Any mission in Gears Tactics can swing in a matter of turns, rewarding your smart play with a jolt of momentum, and punishing your misplays by forcing you to watch as one of your characters hits the dirt. Soldiers can be picked up from a downed state, though if a story character dies, that's an automatic failure. The procedurally generated and customizable Gears, meanwhile, suffer a more permanent death.
Tack on an ironman mode, where every decision is locked in immediately and no save-scumming is allowed, and Gears Tactics could potentially provide a real challenge akin to XCOM. Ironman in Gears Tactics is a toggle that can be used independently of difficulty choice, so you can play through the campaign on a medium difficulty while still locking in choices.
"We are all strategy game fans here, and we know that sometimes raising the stakes through something like our Ironman mode can really make the challenge come to life," Bielman says.
But while the similarities are abundant, Gears Tactics stands out to me for its aggression. It's a faster game, with more kills and more carnage. That equates to equal danger for your own Gears.

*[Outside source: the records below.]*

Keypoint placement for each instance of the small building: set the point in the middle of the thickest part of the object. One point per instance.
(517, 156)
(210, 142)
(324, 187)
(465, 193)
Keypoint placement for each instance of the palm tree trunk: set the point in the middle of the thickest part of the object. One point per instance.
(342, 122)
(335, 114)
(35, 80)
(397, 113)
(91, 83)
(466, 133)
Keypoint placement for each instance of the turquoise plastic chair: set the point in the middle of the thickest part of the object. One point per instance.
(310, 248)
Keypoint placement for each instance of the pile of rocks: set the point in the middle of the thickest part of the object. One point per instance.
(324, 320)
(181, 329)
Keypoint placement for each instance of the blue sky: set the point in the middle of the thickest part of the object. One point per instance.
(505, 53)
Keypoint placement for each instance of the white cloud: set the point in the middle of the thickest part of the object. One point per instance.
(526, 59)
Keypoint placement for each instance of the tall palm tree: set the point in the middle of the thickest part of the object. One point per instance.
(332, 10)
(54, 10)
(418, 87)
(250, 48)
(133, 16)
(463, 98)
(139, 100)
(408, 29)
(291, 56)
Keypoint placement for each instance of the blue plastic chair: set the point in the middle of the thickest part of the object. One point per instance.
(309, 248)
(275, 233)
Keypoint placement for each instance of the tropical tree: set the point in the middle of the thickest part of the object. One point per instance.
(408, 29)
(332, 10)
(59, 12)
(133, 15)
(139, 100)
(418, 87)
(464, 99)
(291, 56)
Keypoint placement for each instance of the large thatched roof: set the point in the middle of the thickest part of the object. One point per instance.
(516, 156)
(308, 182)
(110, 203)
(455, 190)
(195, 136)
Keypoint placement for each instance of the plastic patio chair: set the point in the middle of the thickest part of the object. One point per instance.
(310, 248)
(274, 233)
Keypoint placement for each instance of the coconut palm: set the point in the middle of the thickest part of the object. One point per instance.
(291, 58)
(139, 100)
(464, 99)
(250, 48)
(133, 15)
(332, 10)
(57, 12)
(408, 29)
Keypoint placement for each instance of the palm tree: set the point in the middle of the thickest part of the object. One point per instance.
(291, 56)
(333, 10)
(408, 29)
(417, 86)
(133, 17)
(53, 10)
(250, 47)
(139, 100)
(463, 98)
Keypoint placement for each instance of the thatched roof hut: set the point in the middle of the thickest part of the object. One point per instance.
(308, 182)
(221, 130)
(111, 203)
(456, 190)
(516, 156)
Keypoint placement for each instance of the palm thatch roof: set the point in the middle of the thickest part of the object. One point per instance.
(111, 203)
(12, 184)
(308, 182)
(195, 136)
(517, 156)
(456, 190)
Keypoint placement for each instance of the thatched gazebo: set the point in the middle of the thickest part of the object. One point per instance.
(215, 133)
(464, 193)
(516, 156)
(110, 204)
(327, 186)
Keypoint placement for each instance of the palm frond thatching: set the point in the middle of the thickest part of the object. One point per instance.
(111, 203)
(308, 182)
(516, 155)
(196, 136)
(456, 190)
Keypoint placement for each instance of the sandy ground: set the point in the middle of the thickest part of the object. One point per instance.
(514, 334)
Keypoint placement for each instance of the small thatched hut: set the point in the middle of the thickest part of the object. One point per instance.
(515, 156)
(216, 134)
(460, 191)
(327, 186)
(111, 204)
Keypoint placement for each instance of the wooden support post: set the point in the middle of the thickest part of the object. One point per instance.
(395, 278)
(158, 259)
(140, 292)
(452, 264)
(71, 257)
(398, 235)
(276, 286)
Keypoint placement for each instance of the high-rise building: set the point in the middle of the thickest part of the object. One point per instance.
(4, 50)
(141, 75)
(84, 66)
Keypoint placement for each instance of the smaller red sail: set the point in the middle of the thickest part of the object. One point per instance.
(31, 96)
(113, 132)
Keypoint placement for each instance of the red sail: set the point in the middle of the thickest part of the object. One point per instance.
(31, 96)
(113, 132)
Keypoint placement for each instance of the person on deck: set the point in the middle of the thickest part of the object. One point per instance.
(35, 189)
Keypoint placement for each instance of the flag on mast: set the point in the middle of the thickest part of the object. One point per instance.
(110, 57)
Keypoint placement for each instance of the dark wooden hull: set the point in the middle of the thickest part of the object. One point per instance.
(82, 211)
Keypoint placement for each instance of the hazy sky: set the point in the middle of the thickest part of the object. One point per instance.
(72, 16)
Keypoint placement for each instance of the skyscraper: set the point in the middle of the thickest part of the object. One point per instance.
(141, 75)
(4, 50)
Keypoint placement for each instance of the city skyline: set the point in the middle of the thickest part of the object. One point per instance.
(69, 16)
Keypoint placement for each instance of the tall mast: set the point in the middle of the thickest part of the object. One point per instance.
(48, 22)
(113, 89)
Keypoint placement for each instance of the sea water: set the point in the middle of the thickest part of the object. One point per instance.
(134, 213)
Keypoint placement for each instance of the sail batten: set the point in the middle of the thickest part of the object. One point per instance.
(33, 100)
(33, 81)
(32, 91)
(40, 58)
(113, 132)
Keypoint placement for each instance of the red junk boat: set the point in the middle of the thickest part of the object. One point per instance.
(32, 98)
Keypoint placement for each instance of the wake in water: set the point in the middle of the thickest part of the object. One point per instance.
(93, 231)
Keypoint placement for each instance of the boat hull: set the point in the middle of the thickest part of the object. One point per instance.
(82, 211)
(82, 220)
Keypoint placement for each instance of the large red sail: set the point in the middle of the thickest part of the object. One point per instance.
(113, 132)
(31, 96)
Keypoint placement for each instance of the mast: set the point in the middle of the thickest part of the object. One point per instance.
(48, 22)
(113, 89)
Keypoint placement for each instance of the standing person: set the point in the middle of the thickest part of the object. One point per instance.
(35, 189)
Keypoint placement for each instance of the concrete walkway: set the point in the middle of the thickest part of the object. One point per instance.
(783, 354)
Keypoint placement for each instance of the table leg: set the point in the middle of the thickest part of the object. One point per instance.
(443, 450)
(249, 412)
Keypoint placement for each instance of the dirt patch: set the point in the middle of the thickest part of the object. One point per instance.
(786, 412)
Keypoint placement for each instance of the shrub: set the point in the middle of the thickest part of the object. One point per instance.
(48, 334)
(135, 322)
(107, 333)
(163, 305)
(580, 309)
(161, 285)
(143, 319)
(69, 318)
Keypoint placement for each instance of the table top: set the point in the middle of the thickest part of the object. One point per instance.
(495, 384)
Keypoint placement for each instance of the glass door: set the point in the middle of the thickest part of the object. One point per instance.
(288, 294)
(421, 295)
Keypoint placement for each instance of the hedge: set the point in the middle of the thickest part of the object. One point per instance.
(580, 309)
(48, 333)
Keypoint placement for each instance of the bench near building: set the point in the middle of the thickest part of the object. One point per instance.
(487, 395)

A boss can push your honed strategy to the edge, as your best-laid plans are quickly torn apart by a constant stream of enemies, each bringing in their own methods of disrupting and demolishing Gears.
Gears Tactics will arrive for PC on April 28, and will be on Xbox Game Pass for PC. It may look like XCOM, but its take on tactics is ultimately faster and more brutal. Despite its unusual pedigree, it could well measure up with the genre's best. After all, Gears Tactics may be a tactical game, but it sure is a Gears game, too.